I hesitated. Once we crossed this threshold, we were committed, but staying outside wasn’t an option either. The toxic atmosphere was already eating through our improvised protective gear, and the storm showed no signs of abating.
“Yes,” I said finally. “We go in.”
I stepped across the threshold first, sweeping the light beam around the small chamber. Everything looked normal—if you could call an abandoned facility normal. There were no immediate signs of danger, no bodies, no obvious structural damage.
“Come on,” I said to Zara. “Let’s see what we’re dealing with.”
She stepped inside behind me, and I heard her breath catch as I closed the outer door behind us. The sound of the wind immediately muted, leaving us in an almost oppressive silence.
“It’s so quiet,” she whispered.
“Better than being out in that storm,” I pointed out.
I moved to the inner door and found that it was in much better condition than the outer entrance. The locking mechanism was still functional, though it took some effort to get it to respond.
When the inner door finally opened, we stepped into the main interior of the weather station, and I swept my light around the space to get our bearings.

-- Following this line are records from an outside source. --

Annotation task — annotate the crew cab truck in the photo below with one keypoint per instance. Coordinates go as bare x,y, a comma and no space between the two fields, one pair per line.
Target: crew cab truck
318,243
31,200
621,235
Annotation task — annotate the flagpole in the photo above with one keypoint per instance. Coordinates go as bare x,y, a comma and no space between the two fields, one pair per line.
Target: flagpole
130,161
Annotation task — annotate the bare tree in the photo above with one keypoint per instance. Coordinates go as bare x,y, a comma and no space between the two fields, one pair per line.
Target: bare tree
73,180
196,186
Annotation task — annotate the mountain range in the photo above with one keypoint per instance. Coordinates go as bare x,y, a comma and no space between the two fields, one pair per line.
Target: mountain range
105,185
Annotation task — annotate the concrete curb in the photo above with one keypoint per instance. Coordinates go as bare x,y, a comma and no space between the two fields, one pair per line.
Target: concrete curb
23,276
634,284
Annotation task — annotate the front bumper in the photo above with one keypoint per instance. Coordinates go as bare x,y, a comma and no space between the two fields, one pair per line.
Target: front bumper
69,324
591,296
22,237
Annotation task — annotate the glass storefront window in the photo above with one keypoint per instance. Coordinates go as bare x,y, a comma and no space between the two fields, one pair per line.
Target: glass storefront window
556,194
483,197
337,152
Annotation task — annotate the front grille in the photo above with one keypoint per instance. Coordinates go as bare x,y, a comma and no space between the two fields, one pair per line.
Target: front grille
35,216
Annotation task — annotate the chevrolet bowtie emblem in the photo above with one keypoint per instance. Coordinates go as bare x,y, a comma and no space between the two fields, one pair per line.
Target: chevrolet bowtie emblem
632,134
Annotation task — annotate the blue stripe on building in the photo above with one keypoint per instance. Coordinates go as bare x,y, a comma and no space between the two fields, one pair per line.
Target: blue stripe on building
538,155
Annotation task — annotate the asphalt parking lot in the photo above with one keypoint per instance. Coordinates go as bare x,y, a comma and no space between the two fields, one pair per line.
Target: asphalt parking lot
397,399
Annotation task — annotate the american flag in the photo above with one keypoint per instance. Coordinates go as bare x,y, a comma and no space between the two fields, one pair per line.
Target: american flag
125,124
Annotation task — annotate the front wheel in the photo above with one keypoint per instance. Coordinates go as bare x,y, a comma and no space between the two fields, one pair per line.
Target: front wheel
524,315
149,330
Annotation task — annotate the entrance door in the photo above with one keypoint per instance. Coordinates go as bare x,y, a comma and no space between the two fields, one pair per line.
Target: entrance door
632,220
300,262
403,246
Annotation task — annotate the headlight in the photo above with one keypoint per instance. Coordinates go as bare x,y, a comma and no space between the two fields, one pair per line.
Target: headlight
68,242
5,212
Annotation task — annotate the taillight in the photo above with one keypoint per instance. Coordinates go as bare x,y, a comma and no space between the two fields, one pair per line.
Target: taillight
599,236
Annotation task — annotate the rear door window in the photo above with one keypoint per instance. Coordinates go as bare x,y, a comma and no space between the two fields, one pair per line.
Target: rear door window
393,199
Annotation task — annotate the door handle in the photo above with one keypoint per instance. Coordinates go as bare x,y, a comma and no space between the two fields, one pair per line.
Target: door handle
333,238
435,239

What I saw made my stomach sink.
The place wasn’t just abandoned. It looked like whoever had been here had left in a hurry, leaving behind equipment, personal belongings, and the dried-up remains of half-finished meals sitting on plates. There were clear signs of some kind of emergency evacuation.
“Torven,” Zara said quietly, and I could hear the unease in her voice. “What do you think happened here?”
I moved the light beam across strewn furniture, scattered data pads, and empty consoles.
“I don’t know,” I said. “But whatever it was, I don’t think they left by choice.”
The question was: was whatever had driven them away still here?
And if it was, had we just walked into a trap?
I listened carefully to the silence around us, every sense alert for signs of danger. But all I could hear was our own breathing and the distant sound of wind outside.
“We’ll figure it out,” I said finally, as much to convince myself as to reassure Zara. “For now, we need shelter, and this is the best option we have.”
But as we stood in the doorway of that dark, abandoned facility, I couldn’t shake the feeling that we’d just entered something far more dangerous than the storm we’d left behind.
And if I failed to protect Zara here, like I’d failed to protect my crew, I’d never forgive myself.
Whatever horrors had driven the previous occupants away, we were about to find out about them firsthand.